L'image de Vielle, entièrement nue, obéissant docilement aux ordres du roi d'Agartha, traversa son esprit. À cet instant, une flamme de jalousie féroce s'embrasa dans son cœur.
Lacker coucha Rijia sur le lit.
Il posa ses lèvres sur ses seins petits mais bien formés. Le corps de Rijia tressaillit et elle poussa un gémissement aigu. Peu après, elle se mit à tordre violemment le bas du corps, remuant les hanches de haut en bas, de gauche à droite. Ses gémissements se muèrent peu à peu en cris.
Lacker prit le temps de savourer le corps de Rijia. Sa langue n'oublia aucun recoin. Rijia, comme plongée dans l'oubli d'elle-même, ne cessait de crier.
Lacker la retourna sur le ventre. Ses fesses étaient rebondies. La ligne médiane de son corps était superbe. Ses cheveux blonds dansaient.
Au bout d'un moment, les cris de Rijia devinrent entrecoupés. Combien de temps sa voix avait-elle résonné ? Soudain, un rugissement bestial s'éleva de Lacker, et la pièce retomba dans le silence.
Tenant Rijia dans ses bras, Lacker avait l'impression de disposer librement de ce corps féminin, tout en sentant qu'en réalité, c'était lui qui se laissait manipuler par elle. Après à peine une ou deux respirations de répit, Rijia le réclama à nouveau avec une ardeur redoublée.

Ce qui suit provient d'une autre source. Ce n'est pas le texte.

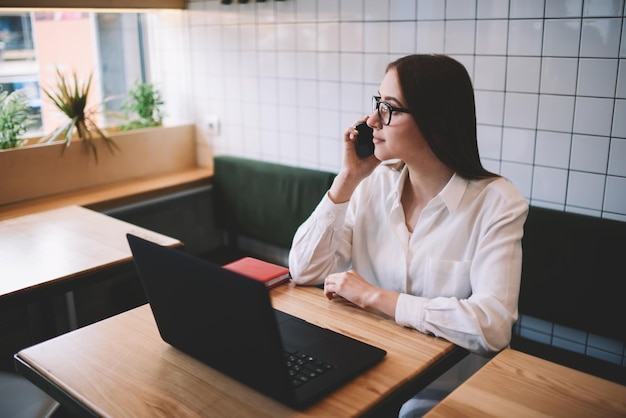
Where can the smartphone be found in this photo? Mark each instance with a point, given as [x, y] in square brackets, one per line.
[364, 140]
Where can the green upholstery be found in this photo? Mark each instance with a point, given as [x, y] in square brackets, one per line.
[265, 201]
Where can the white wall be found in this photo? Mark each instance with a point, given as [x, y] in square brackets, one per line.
[287, 77]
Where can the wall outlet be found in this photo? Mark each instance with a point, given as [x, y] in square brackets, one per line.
[213, 125]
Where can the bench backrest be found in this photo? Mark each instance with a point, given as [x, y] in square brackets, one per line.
[574, 270]
[266, 201]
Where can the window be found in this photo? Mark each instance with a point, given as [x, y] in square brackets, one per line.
[33, 45]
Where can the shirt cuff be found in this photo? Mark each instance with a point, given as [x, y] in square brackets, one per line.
[410, 311]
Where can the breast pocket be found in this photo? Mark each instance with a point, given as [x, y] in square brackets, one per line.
[447, 278]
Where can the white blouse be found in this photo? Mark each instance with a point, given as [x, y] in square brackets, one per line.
[458, 273]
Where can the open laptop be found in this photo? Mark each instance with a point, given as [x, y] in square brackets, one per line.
[227, 321]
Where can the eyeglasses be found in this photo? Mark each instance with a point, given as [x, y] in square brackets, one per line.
[385, 110]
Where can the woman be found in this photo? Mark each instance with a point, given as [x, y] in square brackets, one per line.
[433, 241]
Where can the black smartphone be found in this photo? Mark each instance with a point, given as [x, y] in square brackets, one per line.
[364, 140]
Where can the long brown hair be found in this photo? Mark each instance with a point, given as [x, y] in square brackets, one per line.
[439, 93]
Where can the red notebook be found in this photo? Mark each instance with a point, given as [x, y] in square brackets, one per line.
[270, 274]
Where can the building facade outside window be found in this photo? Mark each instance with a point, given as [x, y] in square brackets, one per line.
[107, 46]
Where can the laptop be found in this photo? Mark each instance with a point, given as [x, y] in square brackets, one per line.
[226, 320]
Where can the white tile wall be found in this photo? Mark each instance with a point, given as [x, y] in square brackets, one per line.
[287, 77]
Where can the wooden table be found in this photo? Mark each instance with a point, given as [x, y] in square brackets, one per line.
[515, 384]
[120, 367]
[47, 248]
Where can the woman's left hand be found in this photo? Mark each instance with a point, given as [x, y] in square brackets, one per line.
[351, 286]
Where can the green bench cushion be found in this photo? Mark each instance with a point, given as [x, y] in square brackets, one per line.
[265, 201]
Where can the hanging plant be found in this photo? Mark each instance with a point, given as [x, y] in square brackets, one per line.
[143, 107]
[14, 119]
[70, 97]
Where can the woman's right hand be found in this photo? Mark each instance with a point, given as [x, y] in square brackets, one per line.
[354, 168]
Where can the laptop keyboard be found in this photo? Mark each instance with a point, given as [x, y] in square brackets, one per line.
[304, 368]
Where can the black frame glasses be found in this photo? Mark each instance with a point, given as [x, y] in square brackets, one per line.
[387, 109]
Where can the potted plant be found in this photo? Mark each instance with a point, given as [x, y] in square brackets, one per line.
[14, 119]
[70, 98]
[143, 107]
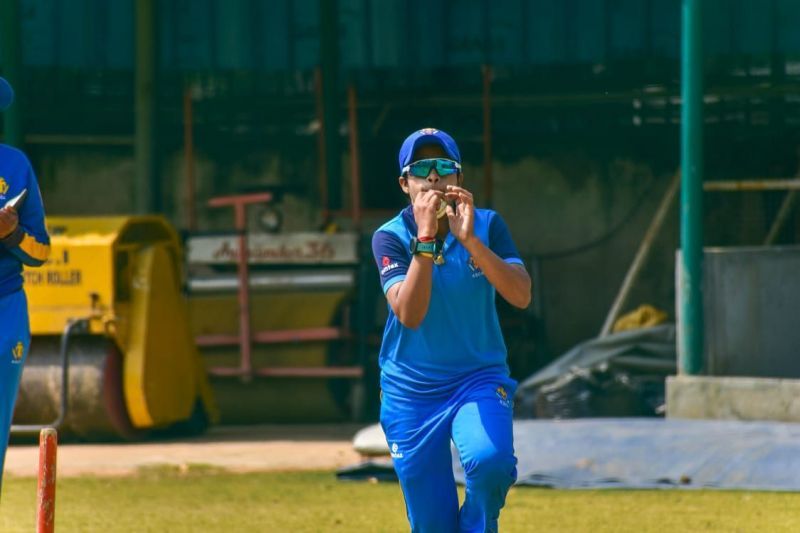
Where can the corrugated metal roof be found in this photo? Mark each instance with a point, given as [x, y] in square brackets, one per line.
[284, 34]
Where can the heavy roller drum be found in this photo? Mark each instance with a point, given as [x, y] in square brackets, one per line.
[108, 317]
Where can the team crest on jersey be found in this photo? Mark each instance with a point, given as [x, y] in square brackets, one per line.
[17, 351]
[396, 454]
[476, 271]
[503, 395]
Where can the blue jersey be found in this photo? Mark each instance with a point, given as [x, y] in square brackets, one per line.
[460, 336]
[29, 244]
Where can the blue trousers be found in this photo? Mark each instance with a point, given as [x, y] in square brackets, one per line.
[15, 339]
[478, 419]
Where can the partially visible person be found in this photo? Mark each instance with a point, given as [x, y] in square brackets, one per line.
[23, 241]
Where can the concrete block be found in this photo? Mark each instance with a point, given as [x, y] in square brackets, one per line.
[733, 398]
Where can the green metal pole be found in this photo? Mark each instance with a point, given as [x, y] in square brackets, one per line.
[331, 99]
[144, 141]
[690, 338]
[12, 59]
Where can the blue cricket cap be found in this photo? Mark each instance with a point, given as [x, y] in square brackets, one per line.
[427, 136]
[6, 94]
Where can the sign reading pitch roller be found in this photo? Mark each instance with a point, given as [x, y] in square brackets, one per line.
[279, 249]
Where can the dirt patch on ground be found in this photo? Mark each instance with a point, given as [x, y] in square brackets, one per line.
[233, 448]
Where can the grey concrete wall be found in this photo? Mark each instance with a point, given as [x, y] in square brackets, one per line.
[733, 398]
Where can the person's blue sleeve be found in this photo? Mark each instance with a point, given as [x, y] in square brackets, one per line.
[500, 241]
[392, 258]
[30, 242]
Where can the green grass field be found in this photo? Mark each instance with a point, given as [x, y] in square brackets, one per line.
[204, 500]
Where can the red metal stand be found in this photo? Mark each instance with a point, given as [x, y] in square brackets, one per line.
[246, 337]
[239, 204]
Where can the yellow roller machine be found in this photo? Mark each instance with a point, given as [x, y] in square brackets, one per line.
[109, 302]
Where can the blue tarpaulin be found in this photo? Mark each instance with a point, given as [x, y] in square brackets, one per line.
[647, 453]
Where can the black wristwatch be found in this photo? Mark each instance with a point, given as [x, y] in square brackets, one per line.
[428, 247]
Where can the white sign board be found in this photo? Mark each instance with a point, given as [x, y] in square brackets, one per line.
[279, 249]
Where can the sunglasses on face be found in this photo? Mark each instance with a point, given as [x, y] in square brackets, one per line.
[423, 167]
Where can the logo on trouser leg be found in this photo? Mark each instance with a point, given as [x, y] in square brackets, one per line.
[17, 352]
[503, 395]
[395, 454]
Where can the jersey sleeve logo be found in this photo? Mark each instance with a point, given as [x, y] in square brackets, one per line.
[388, 265]
[17, 351]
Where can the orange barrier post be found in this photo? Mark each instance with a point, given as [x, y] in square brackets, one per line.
[46, 491]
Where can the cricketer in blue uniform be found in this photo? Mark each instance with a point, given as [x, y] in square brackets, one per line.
[443, 360]
[23, 241]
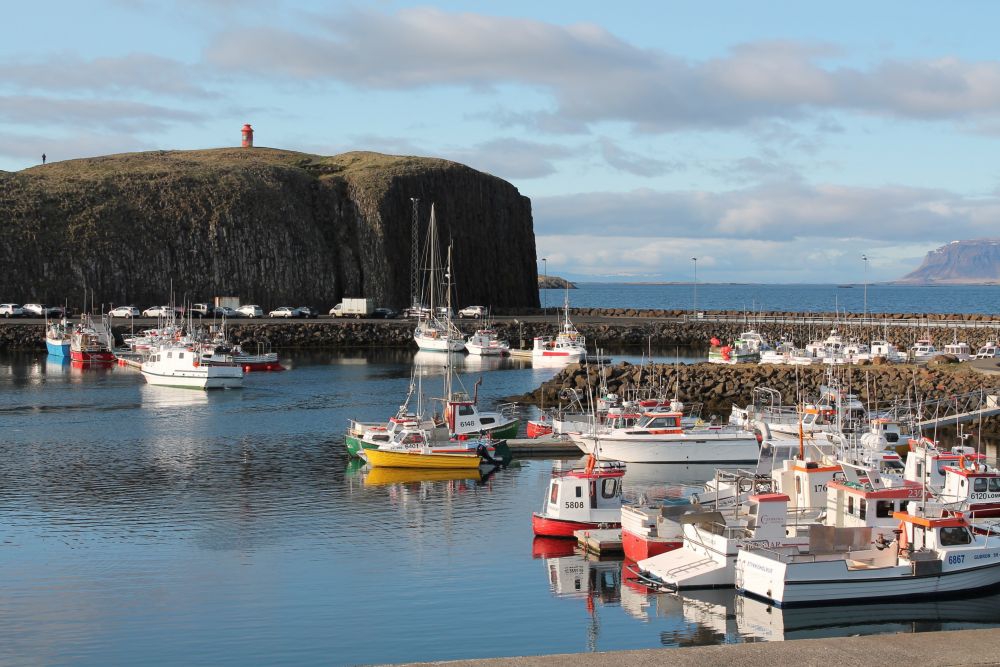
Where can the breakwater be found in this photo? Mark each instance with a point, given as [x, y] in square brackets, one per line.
[603, 328]
[719, 387]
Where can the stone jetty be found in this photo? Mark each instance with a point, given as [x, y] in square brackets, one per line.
[718, 387]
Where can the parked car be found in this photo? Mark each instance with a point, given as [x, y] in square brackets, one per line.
[204, 310]
[11, 310]
[417, 311]
[249, 311]
[41, 310]
[124, 311]
[307, 311]
[473, 311]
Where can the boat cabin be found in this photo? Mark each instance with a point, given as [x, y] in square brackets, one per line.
[591, 494]
[658, 423]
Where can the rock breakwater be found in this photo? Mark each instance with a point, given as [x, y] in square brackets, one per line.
[719, 387]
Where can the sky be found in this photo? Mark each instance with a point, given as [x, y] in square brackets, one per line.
[776, 142]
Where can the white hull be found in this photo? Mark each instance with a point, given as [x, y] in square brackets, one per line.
[439, 344]
[197, 379]
[689, 447]
[826, 581]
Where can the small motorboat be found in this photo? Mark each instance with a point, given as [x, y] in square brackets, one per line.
[581, 498]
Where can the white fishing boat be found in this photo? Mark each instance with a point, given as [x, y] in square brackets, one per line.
[988, 351]
[568, 346]
[486, 342]
[935, 554]
[959, 350]
[580, 498]
[435, 331]
[174, 364]
[659, 437]
[923, 350]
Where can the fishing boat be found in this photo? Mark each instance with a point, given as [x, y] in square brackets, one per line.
[581, 498]
[90, 342]
[176, 364]
[485, 342]
[58, 338]
[745, 349]
[659, 437]
[568, 346]
[935, 554]
[435, 331]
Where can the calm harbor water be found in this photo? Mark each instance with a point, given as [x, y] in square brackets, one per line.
[152, 525]
[881, 298]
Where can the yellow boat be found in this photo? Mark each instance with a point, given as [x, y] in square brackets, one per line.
[381, 458]
[385, 476]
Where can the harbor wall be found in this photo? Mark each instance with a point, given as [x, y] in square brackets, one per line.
[602, 331]
[718, 386]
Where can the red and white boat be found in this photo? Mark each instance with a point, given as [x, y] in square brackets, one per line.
[90, 343]
[581, 498]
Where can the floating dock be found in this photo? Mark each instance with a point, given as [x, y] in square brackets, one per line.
[600, 541]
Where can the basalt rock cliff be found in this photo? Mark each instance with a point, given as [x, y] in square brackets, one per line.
[960, 262]
[272, 227]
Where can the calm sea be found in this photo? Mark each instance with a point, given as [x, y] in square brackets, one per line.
[149, 525]
[797, 298]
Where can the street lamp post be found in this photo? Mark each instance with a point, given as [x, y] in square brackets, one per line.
[545, 284]
[695, 310]
[865, 312]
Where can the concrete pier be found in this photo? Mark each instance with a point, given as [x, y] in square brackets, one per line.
[922, 649]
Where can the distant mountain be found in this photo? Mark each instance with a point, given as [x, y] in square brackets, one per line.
[960, 262]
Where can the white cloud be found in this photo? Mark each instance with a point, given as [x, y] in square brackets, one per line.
[596, 77]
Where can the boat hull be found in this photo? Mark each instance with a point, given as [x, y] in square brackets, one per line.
[57, 348]
[544, 526]
[194, 379]
[433, 460]
[91, 357]
[641, 547]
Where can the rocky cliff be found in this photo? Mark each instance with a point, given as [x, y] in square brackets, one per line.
[270, 226]
[960, 262]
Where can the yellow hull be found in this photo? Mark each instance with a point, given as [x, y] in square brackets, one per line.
[380, 458]
[384, 476]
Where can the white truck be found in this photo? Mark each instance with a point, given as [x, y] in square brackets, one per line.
[353, 308]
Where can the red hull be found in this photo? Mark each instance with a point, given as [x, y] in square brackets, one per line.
[100, 357]
[546, 527]
[537, 430]
[639, 548]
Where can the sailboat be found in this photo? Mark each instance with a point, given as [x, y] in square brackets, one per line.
[435, 330]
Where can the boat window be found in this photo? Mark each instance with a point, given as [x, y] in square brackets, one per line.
[883, 509]
[950, 537]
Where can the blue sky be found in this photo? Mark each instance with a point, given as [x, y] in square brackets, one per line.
[776, 142]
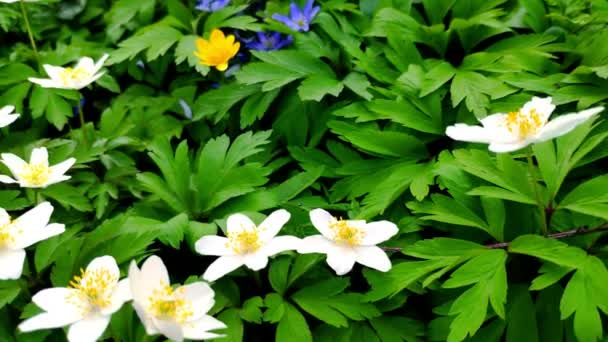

La surface de contact entre leurs corps s'élargit, et Lacker eut la sensation que tout était enveloppé, dissimulé par la peau de Rijia. Les caresses sans fin de celle-ci se poursuivaient sans trêve.
Rijia connaissait le moyen de raviver encore et encore la virilité de Lacker. On aurait dit un rite secret. Fallait-il parler d'un service qui sacrifiait sa propre personne ? Lacker avait l'impression de se noyer dans un océan de femme.
Combien de temps s'était-il écoulé ? Tandis qu'il goûtait, hébété, la sensation inépuisable du corps de Rijia, Lacker découvrit la grandeur du corps féminin. Le corps d'une femme choisie possède le pouvoir de faire plier l'homme. Il recèle une divine étrangeté qui lui permet de régner sur le mâle.
Tout en songeant à cela, Lacker serra Rijia contre lui et sombra dans un profond sommeil.